Prove that if n is an odd positive integer, then n^2 ≡ 1 (mod 8)

also

Show that if n|m, where n and m are positive integers greater than 1, and if a ≡ b (mod m), where a and b are integers, then a ≡ b (mod n)

Just started doing congruencies. I understand mod no problem, but I am really lost when it comes to congruencies. Any help would be great.

Thanks

2. Originally Posted by Eclyps19
Prove that if n is an odd positive integer, then n^2 ≡ 1 (mod 8)
You need to show 8 divides (n^2 - 1) meaning 8 divides (n+1)(n-1)
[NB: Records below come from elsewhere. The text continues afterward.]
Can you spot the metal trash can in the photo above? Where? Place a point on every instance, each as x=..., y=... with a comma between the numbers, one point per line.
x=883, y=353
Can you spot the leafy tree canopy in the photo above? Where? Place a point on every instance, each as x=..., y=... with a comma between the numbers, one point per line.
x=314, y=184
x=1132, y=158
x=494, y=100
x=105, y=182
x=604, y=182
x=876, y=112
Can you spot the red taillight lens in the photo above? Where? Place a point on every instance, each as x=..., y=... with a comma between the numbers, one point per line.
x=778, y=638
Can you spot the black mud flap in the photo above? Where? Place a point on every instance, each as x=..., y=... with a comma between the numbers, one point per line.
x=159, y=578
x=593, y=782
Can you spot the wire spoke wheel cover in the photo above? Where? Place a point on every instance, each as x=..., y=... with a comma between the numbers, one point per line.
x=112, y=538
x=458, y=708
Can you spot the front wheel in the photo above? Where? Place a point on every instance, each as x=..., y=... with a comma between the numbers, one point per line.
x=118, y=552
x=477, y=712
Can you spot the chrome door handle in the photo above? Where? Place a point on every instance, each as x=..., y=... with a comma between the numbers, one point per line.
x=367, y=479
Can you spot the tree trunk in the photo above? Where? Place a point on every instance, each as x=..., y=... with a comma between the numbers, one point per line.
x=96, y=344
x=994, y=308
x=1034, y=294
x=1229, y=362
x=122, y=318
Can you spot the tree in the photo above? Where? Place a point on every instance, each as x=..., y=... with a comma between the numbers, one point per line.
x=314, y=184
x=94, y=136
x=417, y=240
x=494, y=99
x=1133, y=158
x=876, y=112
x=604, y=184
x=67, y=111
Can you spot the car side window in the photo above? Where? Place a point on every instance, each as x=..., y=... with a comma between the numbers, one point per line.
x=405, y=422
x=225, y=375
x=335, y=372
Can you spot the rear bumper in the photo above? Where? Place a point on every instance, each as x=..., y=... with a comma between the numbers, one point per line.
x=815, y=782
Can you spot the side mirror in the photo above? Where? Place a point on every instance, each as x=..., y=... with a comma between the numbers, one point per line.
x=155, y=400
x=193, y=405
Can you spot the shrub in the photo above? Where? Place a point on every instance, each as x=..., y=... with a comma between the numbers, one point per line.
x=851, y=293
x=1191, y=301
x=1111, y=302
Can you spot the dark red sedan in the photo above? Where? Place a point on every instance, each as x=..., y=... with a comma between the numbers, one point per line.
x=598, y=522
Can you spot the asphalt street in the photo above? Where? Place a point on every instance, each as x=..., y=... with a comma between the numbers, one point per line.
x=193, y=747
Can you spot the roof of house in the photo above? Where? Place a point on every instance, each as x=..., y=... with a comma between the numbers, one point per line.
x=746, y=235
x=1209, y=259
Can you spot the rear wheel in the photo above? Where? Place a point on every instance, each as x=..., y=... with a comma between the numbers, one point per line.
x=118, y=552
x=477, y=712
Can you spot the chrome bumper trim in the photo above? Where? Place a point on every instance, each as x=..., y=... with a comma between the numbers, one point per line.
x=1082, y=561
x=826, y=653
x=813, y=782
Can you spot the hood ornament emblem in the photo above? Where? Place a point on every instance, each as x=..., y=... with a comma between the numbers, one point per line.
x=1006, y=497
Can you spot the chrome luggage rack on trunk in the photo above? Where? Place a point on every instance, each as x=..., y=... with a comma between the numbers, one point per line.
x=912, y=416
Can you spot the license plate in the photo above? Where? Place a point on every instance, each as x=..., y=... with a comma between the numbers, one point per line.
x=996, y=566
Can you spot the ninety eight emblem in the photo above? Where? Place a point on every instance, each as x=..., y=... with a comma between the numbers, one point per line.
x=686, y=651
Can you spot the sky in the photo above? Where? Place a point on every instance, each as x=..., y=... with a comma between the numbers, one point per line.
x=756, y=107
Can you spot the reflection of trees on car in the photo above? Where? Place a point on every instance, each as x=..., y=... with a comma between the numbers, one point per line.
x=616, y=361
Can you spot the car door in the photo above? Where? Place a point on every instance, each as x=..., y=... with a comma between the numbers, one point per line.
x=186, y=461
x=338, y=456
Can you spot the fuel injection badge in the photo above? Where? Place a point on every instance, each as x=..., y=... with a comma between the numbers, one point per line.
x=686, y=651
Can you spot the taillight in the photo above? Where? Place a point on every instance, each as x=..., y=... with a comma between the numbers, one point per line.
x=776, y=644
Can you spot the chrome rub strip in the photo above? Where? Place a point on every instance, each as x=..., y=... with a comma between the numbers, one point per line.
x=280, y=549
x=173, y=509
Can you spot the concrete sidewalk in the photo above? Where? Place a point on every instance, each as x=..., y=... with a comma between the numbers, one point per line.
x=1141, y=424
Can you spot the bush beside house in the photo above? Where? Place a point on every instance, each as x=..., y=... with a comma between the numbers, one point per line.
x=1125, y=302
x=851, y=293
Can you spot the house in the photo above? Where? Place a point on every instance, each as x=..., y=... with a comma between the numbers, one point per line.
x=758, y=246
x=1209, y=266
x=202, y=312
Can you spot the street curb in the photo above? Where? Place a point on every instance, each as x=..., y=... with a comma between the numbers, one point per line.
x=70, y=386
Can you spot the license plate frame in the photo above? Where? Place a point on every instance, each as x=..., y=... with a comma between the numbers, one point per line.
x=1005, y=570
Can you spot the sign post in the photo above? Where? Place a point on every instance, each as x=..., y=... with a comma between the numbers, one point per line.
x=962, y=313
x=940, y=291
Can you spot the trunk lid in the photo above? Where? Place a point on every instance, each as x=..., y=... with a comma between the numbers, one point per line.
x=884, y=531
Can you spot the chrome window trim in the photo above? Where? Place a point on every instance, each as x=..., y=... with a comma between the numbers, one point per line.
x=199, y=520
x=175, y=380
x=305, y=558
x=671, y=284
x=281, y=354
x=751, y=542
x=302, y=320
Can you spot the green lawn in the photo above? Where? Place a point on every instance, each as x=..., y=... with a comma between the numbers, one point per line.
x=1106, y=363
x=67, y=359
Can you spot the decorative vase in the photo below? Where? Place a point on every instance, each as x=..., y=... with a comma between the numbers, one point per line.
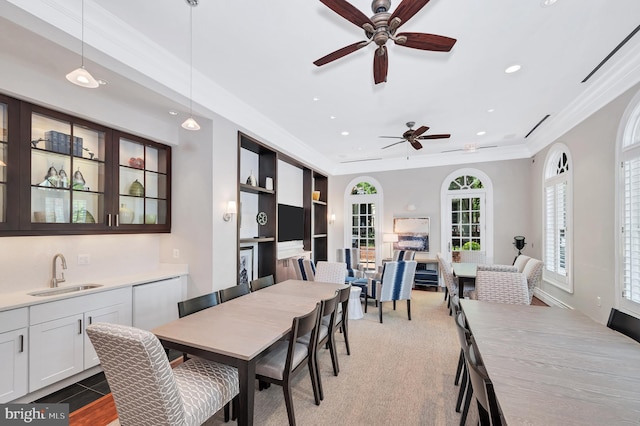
x=136, y=189
x=125, y=214
x=251, y=180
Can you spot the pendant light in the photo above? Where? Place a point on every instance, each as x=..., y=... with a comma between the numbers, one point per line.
x=81, y=76
x=190, y=123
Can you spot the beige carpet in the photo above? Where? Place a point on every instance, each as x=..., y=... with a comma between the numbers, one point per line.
x=399, y=373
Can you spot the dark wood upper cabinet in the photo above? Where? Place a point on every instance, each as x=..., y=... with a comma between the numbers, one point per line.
x=72, y=176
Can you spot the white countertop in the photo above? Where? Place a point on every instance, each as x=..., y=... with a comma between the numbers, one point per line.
x=22, y=298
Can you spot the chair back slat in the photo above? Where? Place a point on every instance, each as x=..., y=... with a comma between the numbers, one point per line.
x=190, y=306
x=227, y=294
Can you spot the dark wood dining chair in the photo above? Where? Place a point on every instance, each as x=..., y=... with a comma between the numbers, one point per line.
x=488, y=409
x=262, y=282
x=227, y=294
x=342, y=316
x=624, y=323
x=325, y=336
x=196, y=304
x=287, y=358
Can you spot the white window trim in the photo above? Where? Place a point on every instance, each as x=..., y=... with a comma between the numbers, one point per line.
x=631, y=114
x=550, y=175
x=377, y=199
x=444, y=209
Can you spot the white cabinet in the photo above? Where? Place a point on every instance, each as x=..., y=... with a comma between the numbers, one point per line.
x=156, y=303
x=115, y=314
x=56, y=350
x=59, y=346
x=14, y=345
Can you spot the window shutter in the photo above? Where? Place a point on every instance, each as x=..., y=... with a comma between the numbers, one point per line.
x=631, y=236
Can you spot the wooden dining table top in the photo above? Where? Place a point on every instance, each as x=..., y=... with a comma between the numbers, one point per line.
x=244, y=327
x=556, y=366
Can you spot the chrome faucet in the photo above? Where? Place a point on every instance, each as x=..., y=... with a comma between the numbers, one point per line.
x=54, y=279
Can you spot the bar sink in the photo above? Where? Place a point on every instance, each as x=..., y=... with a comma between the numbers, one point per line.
x=64, y=290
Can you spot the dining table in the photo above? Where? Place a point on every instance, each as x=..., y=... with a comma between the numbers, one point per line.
x=239, y=331
x=466, y=273
x=556, y=366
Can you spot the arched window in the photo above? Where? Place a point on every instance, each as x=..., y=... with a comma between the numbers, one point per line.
x=467, y=215
x=558, y=214
x=628, y=197
x=363, y=208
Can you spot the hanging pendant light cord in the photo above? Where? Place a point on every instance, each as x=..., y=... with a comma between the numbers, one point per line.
x=82, y=33
x=191, y=62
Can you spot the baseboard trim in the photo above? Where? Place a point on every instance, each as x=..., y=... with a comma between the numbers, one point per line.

If n is odd then n = 2k+1 so (n+1) = 2(k+1) and n-1 = 2k. That means (n+1)(n-1) = 4k(k+1) now one of k or k+1 is even by pigeonhole and so this is divisible by 8.

3. Hello, Eclyps19!

Show that if $\displaystyle n|m$, where $\displaystyle n\text{ and }m$ are positive integers greater than 1,

and if $\displaystyle a \equiv b\;(\text{mod }m)$, where $\displaystyle a\text{ and }b$ are integers, then: .$\displaystyle a \:\equiv\:b\;(\text{mod }n)$

Definition: .$\displaystyle a \:\equiv\:b\;(\text{mod }n) \quad\Longleftrightarrow\quad a - b \:=\:kn$

$\displaystyle "a\text{ is congruent to }b\text{, mod }n\text{" means: "the difference of }a\text{ and }b\text{ is a multiple of }n."$

We are told that: $\displaystyle n\text{ divides }m\text{, hence: }m = hn\text{ for some integer }h.$

We are given: .$\displaystyle a\:\equiv\;b\;(\text{mod }m)\quad\Rightarrow\quad a - b \:=\:km$

Since $\displaystyle m = hn\text{, we have: }\;a - b \:=\:k(hn) \:=\:(kh)n$

Hence: .$\displaystyle a - b\text{ is a multiple of }n.$

. . Therefore: .$\displaystyle a \:\equiv\:b\;(\text{mod } n)$